Fortunately, there is at least one constant upon which a business person can rely; a truism that holds from Moscow to Sydney, from Dubai to Rio, from Milwaukee to Beijing, and all points in between. And that is (drum roll, please): people like to be recognized and appreciated for their work and their contributions.
You may not think that’s much of a revelation, but frankly, you should. This little piece of information is a tool. When properly used, it can enhance trust between you and the other person. And, as we all know, a high level of trust solves a lot of problems and salves a lot of blunders.
Recognition works because it requires communication, and communication is a key driver of trust. Obviously, communication occurs in many forms—it can’t always be about recognition—but, the advantage of recognition is that it is universally desired. Unless executed poorly or perfunctorily, it appeals to a human condition that innately craves validation that the recipient is more than a cog, that he is a contributor and appreciated. In short, it confirms the individual and his work are valued, which in turn imparts respect and dignity.
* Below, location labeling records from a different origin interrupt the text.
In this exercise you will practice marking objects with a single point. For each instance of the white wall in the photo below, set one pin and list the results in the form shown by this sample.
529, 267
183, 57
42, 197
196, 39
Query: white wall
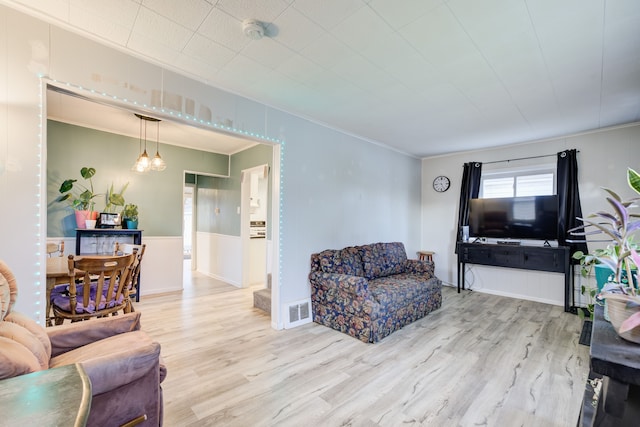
336, 190
602, 162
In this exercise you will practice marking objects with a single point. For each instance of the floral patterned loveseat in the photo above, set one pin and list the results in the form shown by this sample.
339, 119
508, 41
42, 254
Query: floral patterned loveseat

So, recognize a co-worker when they work overtime they put in to see a job through or tell a vendor how much you appreciate the fact his company consistently delivers on time. I know that’s what you are paying for, but appealing to that element of the human psyche that likes to be acknowledged for doing the job well will enhance the trust between you. In return, it will make it easier to have a delicate conversation when that vendor or colleague disappoints you, and the other party is more likely to work quickly to solve the problem.
There are too many things that can (and will) go awry as you work in the global arena. Take advantage of this one tool. It does not require a lot of research to assure that you do not commit a social faux pas.